Desde ya hace un tiempo atrás vengo rezando el Ángelus día a día. Al principio tuve que ponerme una alarma porque mi mente es frágil y el medio día ocupado. Entre reuniones por zoom, la cocina y mis hijos correteando finalmente he podido conquistar esos dos minutos que a penas me toma.

Si nunca lo has rezado o no te sabes esta oración completa puedes encontrarla aquí. Con apenas dos minutos al día, mi vida se ha visto tocada. Les comparto estas reflexiones con el objetivo de que sean de ayuda en algún momento.

1. Hacer una pausa para saludar a mi madre con el Ángelus me devuelve la sonrisa

«El ángel del Señor anunció a María. Y ella concibió por obra y gracia del Espíritu Santo». El medio día es un momento de la jornada bastante complicado. Por lo menos en mi casa, hay mucho que hacer, en la cocina todo se mueve.

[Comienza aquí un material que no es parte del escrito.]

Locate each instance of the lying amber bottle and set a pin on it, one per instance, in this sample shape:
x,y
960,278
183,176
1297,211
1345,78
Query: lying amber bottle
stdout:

Al mismo tiempo hay que echar un ojo a los niños y sus lecciones. Y los días con más suerte (por ser un poco irónico) alguna reunión de trabajo resalta en el calendario. Pareciera que es imposible hacer una pausa.

Con el pasar de los días y la insistencia, me fui dando cuenta que a penas son dos minutos, un breve instante en el que tu vida para, elevas el corazón al cielo, y sin duda el cielo responde.

Recordar el saludo del ángel, además de llevarme indiscutiblemente a ponerme en presencia de María, me lleva también a un estado de saludo. De parar y decirle a la Virgen: «hola mamá».

Ese saludo me devuelve la sonrisa. Toda la locura del medio día, el cansancio e incluso el mal genio quedan olvidados por un momento (al menos). Me imagino que la Virgen me mira con alegría, así como cuando yo volteo a ver a mis hijos que entran corriendo y dicen un rápido: Hola mami, te quiero. Y con esa misma rapidez desaparecen. 

Pensar que le puedo estar ofreciendo ese poquito a la Virgen, me da ánimo para seguir con mis labores del día.

2. Rezar el Ángelus me permitió reconocer que toda mi labor es para el Señor

«He aquí la esclava del Señor. Hágase en mí, según tu palabra». El cansancio, el caos, el no poder hacerlo todo, el mal genio, la falta de paciencia, todo junto… las ganas de rezar desaparecen. Haciendo un esfuerzo, pequeño, son dos minutos, aunque sea sin ganas.

Poco a poco esos dos minutos me han ido recordando el sentido de mi labor. Frente a ese cansancio, a esas ganas de a veces pegar un grito, repetir ese «he aquí la esclava del Señor», me brinda un poco de aceptación y calma.

A imagen de María, ese «hágase» me recuerda que no estoy sola. Que mis labores, todas insignificantes, pueden convertirse en una oración de amor. 

Es recordar el sentido de mi cansancio, de mi esfuerzo. Todo es una labor de amor, a mi familia, a mi trabajo, a mi comunidad, a Dios.

Y cuando los días son los de descanso o son días tranquilos, también «hágase, Señor». Hágase a ese poder disfrutar de sus dones, de la alegría de sentirme hija. Del techo, de la casa, del amor…

3. Si hemos sido tocados por Jesucristo, somos sus apóstoles

«Y el Verbo de Dios se hizo carne. Y habitó entre nosotros». El «sí» de María es tan grande, tan grande que permitió que el salvador llegara. A imagen de ella, recordar que yo también puedo decir sí y que ese sí puede ayudar a ese habitar del verbo entre nosotros es simplemente maravilloso.

¡Somos sus apóstoles, sus instrumentos! Él también espera por nuestro sí. Demos ese sí sin miedo y abrámosle las puertas a Jesús para que transforme nuestras vidas y nos utilice como instrumentos para hablarles a nuestros hijos, a nuestros compañeros de trabajo, a todos aquellos con los que nos cruzamos.

Debemos recordar que nuestra vida es testimonio, cuenta una historia y toca otras más. El Ángelus nos recuerda que hay una puerta que se abre a través de María. Ella es quien nos presenta a Jesús, es quien nos enseña a su hijo amado para que vayamos a hacer lo que Él nos pida.

¡El Ángelus son solo dos minutos, un instante y de pronto tanta gracia!